また、基礎年金のマクロ経済スライドの調整、いわゆる早期の終了、このことについてもいろいろな御意見もいただいてきたところであり、そもそも、基礎年金の給付水準の確保ということの重要性は御指摘をいただいてきたわけであります。
また、国庫負担分の財源の確保についても、これはきちっと対応すべきだという御意見もいただいたわけでありますし、足下の厚生年金受給者への影響へも配慮するべきだということ、また名目の下限措置についての、速やかに撤廃すべきという御意見もあったことも御紹介をさせていただきたいというふうに思います。
なお、検討規定にも入ったわけでありますが、将来的に基礎年金の拠出期間の延長、四十五年化ということだと思いますが、給付の充実を必要な国庫負担の財源と併せて検討すべきという御意見もいただいたわけでありますし、これも検討規定に入りましたが、第三号被保険者の保険者制度についても、見直すべきではないか、しっかり次回の検証までに結論を出すべきではないかということの御意見もいただいたことを御紹介をさせていただきたいというふうに思います。
いずれにしても、今年金においては、マクロ経済スライドの調整の一致ということ、早期の終了というのは、党内の議論で非常に丁寧な議論を行ったわけでありますが、与党としては、自民党としては、それを盛り込まない形では今提出ということになっているわけでありますが、これをしっかり議論しながら前進をさせていかなければいけないと思っています。
また、丁寧な議論の中で……(発言する者あり)済みません、今、質問していますので、後ほどそこはまた触れたいと思いますが。
それでは、質問の方に入っていきたいというふうに思います。
財政検証は昨年の七月に発表され、これで四回目の財政検証ということになります。財政検証は、その都度都度、年金の通信簿というような位置づけだというふうに理解をしております。これまで、いわゆる所得代替率の数値を導き出すため、そしてまた、その試算が発表されてきたわけでありますが、過去には、オプション試算ですとか関連の資料等も添付をされ、中身はどんどん分厚くなっているわけでありまして、研究者又は専門家ではないと本当に読み込めない、一般の国民の皆様方は、添付の関連資料をしっかり読み解くというのは相当難儀だというふうに思います。

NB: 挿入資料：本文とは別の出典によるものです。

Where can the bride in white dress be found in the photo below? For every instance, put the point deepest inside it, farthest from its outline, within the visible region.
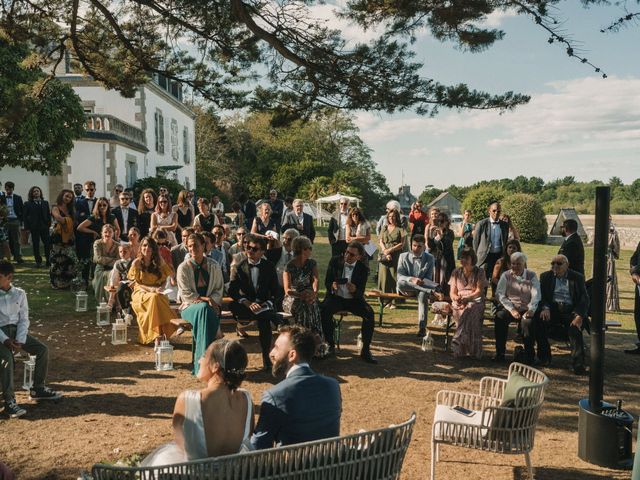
(214, 421)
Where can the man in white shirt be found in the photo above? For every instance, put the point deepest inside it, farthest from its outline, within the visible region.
(14, 326)
(337, 230)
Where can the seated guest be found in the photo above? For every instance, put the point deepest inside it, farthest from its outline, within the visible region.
(254, 288)
(415, 276)
(134, 240)
(345, 282)
(264, 222)
(151, 306)
(216, 420)
(283, 254)
(504, 263)
(14, 328)
(304, 406)
(126, 216)
(563, 313)
(467, 286)
(119, 273)
(205, 220)
(300, 281)
(299, 220)
(200, 286)
(105, 254)
(518, 292)
(179, 251)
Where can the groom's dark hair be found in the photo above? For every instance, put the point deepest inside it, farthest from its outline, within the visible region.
(302, 340)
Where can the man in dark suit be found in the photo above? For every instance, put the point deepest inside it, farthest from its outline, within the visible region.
(562, 310)
(490, 239)
(303, 222)
(37, 220)
(337, 231)
(635, 277)
(572, 247)
(15, 209)
(126, 216)
(345, 282)
(304, 406)
(254, 288)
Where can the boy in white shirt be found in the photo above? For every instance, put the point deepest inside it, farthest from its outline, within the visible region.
(14, 326)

いわゆる分布推計というものも今回は公表されているわけでありますが、まず、この分布推計は、それぞれの世代の六十五歳時点におけます、現役時代にどの公的年金制度に加入していたかの経歴類型がどのような構成割合であるですとかの推計、また年金額の将来見通しが公表されているわけであります。
この分布推計をしっかり作成をし、公表したその意図について、まずお聞かせをいただきたいと思います。